Хотелось спать, а еще тянуло куда-то за горизонт очень отчетливо.
Но как же бросишь беспомощных больных? Тем более детей?
Девочке, которую выдернул с поля, я плечо вправил и перебинтовал. У бедной даже слезы на глазах выступили, даром что она так и не очнулась. Вторая, чуть старше, была в порядке, только не просыпалась все еще. Я их укрыл, как смог, конечно, так что не мерзли мелкие.
В жизни для меня не было ничего хуже ожидания.
Когда на рассвете, залившем мир нежно-персиковой солнечной волной, женщина тихо что-то простонала, шевельнулась и раскрыла глаза, я облегченно выдохнул.
Пересев ближе, откинул покрывало, подхватил под голову, приподнял, поднося к пересохшим губам берестяной стакан с отваром.

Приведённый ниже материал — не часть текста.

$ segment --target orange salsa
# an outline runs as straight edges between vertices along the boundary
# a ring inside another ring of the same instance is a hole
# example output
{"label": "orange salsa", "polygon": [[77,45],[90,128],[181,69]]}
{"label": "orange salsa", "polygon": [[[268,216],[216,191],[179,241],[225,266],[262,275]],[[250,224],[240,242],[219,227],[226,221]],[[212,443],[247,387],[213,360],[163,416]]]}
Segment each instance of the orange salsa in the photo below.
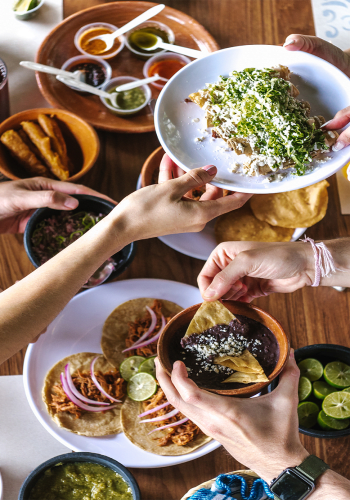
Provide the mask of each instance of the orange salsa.
{"label": "orange salsa", "polygon": [[[79,38],[79,45],[84,50],[84,52],[87,52],[92,56],[97,56],[104,51],[106,44],[102,40],[90,41],[91,38],[100,35],[107,35],[109,33],[113,33],[113,31],[109,30],[108,28],[91,28],[90,30],[84,31],[84,33],[81,35],[81,37]],[[109,50],[106,50],[106,52],[103,52],[103,56],[113,54],[113,52],[115,52],[119,47],[120,41],[117,38],[116,40],[114,40],[113,47]]]}
{"label": "orange salsa", "polygon": [[[184,61],[179,61],[178,59],[163,59],[161,61],[157,61],[148,70],[149,76],[159,75],[163,78],[169,80],[172,76],[175,75],[181,68],[186,66]],[[165,85],[166,82],[157,81],[159,85]]]}

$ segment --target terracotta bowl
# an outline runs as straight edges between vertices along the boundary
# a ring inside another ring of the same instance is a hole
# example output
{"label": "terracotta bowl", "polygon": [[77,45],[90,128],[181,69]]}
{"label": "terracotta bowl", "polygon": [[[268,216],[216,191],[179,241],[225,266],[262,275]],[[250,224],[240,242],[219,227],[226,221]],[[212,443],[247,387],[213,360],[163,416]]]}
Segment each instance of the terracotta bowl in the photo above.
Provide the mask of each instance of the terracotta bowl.
{"label": "terracotta bowl", "polygon": [[[100,151],[100,142],[95,130],[79,116],[62,109],[28,109],[3,121],[0,124],[0,136],[6,130],[20,128],[23,120],[37,120],[39,114],[54,116],[57,120],[66,141],[68,157],[74,165],[74,171],[67,180],[77,181],[91,169]],[[13,180],[33,177],[12,158],[2,143],[0,143],[0,172]]]}
{"label": "terracotta bowl", "polygon": [[141,170],[141,187],[157,184],[159,165],[165,154],[162,146],[149,155]]}
{"label": "terracotta bowl", "polygon": [[[210,392],[215,392],[216,394],[222,394],[224,396],[239,396],[242,398],[250,398],[255,394],[261,392],[281,373],[289,356],[289,340],[281,324],[269,313],[260,309],[260,307],[254,306],[252,304],[245,304],[244,302],[235,302],[232,300],[225,300],[224,304],[227,309],[233,314],[241,314],[242,316],[247,316],[247,318],[254,319],[255,321],[258,321],[259,323],[262,323],[264,326],[269,328],[275,335],[279,345],[280,354],[277,365],[274,371],[268,377],[268,382],[260,382],[259,384],[248,385],[240,389],[207,389]],[[190,324],[193,316],[200,306],[201,304],[196,304],[189,307],[188,309],[184,309],[179,314],[174,316],[166,325],[163,333],[159,338],[158,358],[160,364],[168,375],[171,375],[172,372],[172,364],[169,356],[172,339],[181,327]]]}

— Тише, тише, — прошептал я, глядя в золотистые, с вертикальными зрачками, глаза. — Тише. Все хорошо. Дети живы.
И почувствовал, как обмякли напряженные мышцы под тонкой кожей. Выпоив весь чай, я уложил ее обратно.

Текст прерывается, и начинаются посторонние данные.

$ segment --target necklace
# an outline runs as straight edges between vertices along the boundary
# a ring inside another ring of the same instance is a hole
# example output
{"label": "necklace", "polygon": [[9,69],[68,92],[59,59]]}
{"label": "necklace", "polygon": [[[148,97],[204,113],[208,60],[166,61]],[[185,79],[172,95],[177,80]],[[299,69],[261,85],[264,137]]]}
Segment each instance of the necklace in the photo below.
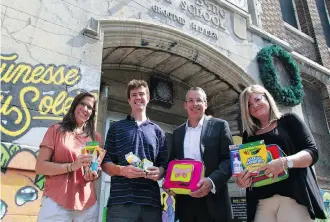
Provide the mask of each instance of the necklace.
{"label": "necklace", "polygon": [[266,129],[267,127],[269,127],[270,125],[272,125],[273,122],[274,122],[274,120],[273,121],[270,121],[270,123],[267,126],[265,126],[265,127],[259,127],[258,126],[258,131],[261,131],[261,130]]}
{"label": "necklace", "polygon": [[79,135],[82,135],[82,134],[84,134],[84,133],[85,133],[84,131],[78,132],[77,129],[73,130],[73,134],[74,134],[75,136],[79,136]]}

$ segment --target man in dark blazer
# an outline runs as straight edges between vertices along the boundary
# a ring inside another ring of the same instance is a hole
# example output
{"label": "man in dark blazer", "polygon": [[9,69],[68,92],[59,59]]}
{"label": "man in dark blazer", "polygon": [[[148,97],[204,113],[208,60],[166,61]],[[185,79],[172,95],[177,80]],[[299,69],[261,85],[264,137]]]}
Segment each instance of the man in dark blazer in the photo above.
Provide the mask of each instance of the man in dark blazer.
{"label": "man in dark blazer", "polygon": [[173,132],[169,161],[200,160],[205,166],[205,177],[197,191],[175,196],[176,217],[180,222],[230,221],[227,181],[231,177],[229,145],[233,142],[228,123],[205,115],[207,100],[202,88],[189,89],[184,106],[188,120]]}

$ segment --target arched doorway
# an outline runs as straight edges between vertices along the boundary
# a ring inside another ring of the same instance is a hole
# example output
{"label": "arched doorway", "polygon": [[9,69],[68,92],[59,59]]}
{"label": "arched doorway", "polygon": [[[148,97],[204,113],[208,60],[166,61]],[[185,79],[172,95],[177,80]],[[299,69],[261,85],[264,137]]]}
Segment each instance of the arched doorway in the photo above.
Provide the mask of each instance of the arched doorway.
{"label": "arched doorway", "polygon": [[151,76],[160,76],[173,82],[174,103],[167,109],[151,104],[151,119],[160,121],[154,112],[163,112],[167,123],[180,120],[182,123],[185,112],[179,106],[183,107],[185,92],[191,86],[200,86],[207,93],[213,115],[227,120],[234,134],[240,132],[238,96],[253,80],[223,53],[160,24],[104,20],[101,26],[104,31],[102,82],[110,86],[109,99],[115,102],[110,101],[109,105],[114,105],[115,111],[126,111],[125,104],[128,108],[122,87],[129,80],[149,81]]}
{"label": "arched doorway", "polygon": [[[160,104],[152,101],[147,115],[165,132],[171,133],[186,121],[183,107],[186,91],[199,86],[207,94],[212,115],[227,120],[233,135],[241,133],[238,98],[240,92],[254,81],[222,52],[161,24],[104,20],[101,27],[104,42],[101,82],[109,91],[99,105],[98,126],[104,126],[103,130],[98,129],[99,132],[103,131],[105,135],[109,122],[130,113],[125,91],[130,80],[144,79],[152,88],[150,78],[157,76],[173,86],[173,102]],[[110,179],[102,178],[104,183],[100,189],[104,195],[101,194],[101,206],[104,206],[102,201],[107,201]]]}

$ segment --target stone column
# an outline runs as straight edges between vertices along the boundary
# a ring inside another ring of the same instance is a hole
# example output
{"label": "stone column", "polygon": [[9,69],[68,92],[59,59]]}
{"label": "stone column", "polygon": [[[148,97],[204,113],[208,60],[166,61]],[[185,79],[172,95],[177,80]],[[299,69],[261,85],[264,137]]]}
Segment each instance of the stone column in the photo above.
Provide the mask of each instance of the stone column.
{"label": "stone column", "polygon": [[325,117],[327,119],[328,132],[330,134],[330,83],[327,83],[326,87],[322,91],[322,102],[323,102]]}
{"label": "stone column", "polygon": [[[97,109],[96,131],[100,133],[102,137],[102,143],[103,143],[102,146],[105,143],[105,133],[106,133],[105,128],[106,128],[106,117],[108,110],[108,92],[109,92],[109,86],[101,84],[100,96],[98,100],[98,109]],[[96,182],[96,194],[98,200],[100,199],[101,183],[102,183],[101,179],[97,180]]]}
{"label": "stone column", "polygon": [[[323,103],[324,114],[327,122],[328,135],[330,136],[330,83],[326,83],[325,87],[321,90],[321,99]],[[322,147],[322,152],[319,152],[319,160],[329,160],[330,158],[330,147]],[[319,169],[322,171],[321,175],[317,175],[319,185],[323,189],[330,189],[330,172],[328,169]]]}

— Ты кто? — прошептала женщина, едва шевеля губами.
Осторожно повернув голову, она посмотрела на девочек, мирно сопящих под попоной. Потом внимательный, все более ясный взгляд сместился ко мне.

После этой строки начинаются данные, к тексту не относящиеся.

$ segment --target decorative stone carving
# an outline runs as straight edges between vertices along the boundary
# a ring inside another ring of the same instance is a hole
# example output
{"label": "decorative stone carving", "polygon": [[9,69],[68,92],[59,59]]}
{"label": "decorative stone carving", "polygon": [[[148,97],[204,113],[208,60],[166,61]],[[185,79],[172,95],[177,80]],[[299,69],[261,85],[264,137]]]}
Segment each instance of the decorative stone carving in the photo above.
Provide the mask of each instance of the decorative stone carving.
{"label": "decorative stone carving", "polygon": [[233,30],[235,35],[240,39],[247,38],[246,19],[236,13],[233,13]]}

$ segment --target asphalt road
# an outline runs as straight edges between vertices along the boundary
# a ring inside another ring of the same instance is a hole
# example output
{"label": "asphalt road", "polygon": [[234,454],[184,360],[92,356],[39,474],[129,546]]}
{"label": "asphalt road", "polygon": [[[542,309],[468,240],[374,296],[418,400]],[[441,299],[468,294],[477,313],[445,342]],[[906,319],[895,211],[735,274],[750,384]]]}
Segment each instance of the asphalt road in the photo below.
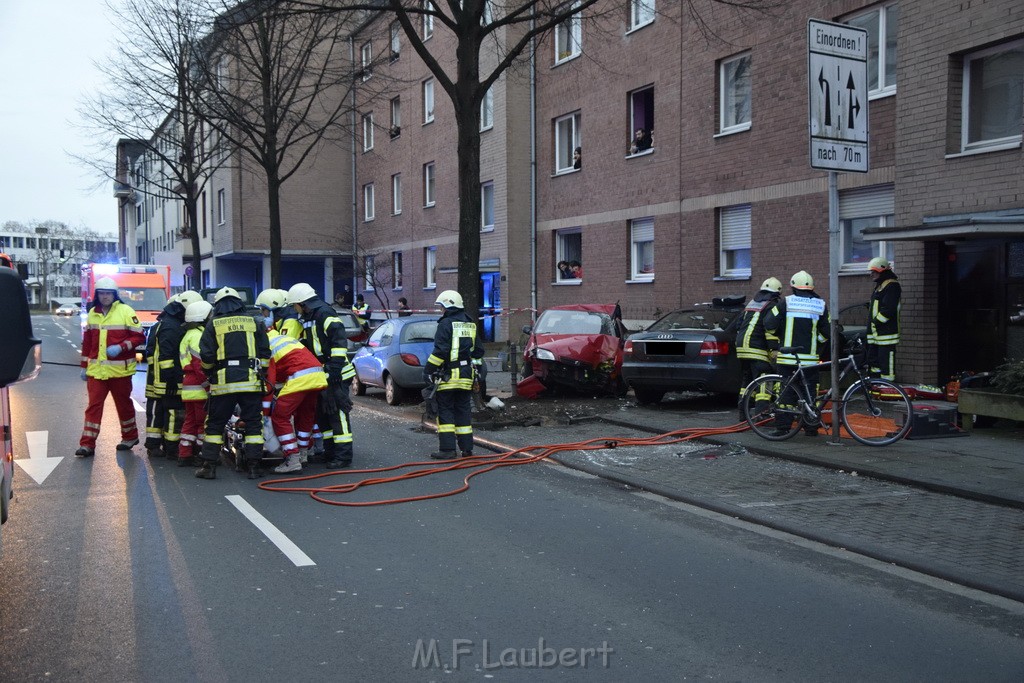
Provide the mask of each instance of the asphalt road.
{"label": "asphalt road", "polygon": [[[74,359],[66,319],[36,321],[45,358]],[[441,500],[335,507],[225,468],[197,480],[138,447],[115,454],[110,404],[97,456],[70,457],[77,367],[48,364],[12,398],[16,457],[29,440],[41,457],[45,432],[45,455],[63,460],[41,483],[17,471],[0,555],[3,680],[1024,675],[1019,604],[560,467],[491,472]],[[358,466],[433,449],[433,435],[380,403],[368,396],[353,412]]]}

— Лад, — криво улыбнувшись, представился я. — Бывший конюший боярина Тампы.
— Но что… произошло?
— Я не знаю. — Пожав плечами, аккуратно подложил пару веток в костерок.
Трепещущие языки пламени взвились в воздух оранжевыми остромордыми саламандрами, разгоняя сумрачную прохладу отступающей ночи.
Недоверчивый хмык.
Пожав плечами, я улыбнулся. И рассказал то, чему был свидетелем. И в чем участвовал.
Помнится мне, это был долгий разговор. Госпожа Ракита, ноэйли-изгнанница, никому не верила. Не поверила бы и мне, но куда деваться?
Впрочем, травница, а ноэйли по призванию оказалась именно травницей, быстро оправилась от телесной немощи, а с силой пришло и чутье. Нелюдь — она нелюдь и есть. И это не в укор происхождению.
Ракита и ее дети думали быстро, принимали решения стремительно и привязывались намертво.
Вот для того, чтобы признать меня самым лучшим, им хватило одного утра, долгого разговора, двух котелков чая и вороха трав, нашедшихся в моей сумке.
Я стал им другом. В один миг. Так странно! При всей их недоверчивости, при исходящих кровью свежих душевных ранах… Что во мне разглядели золотоглазые чужачки? А как с собой звали!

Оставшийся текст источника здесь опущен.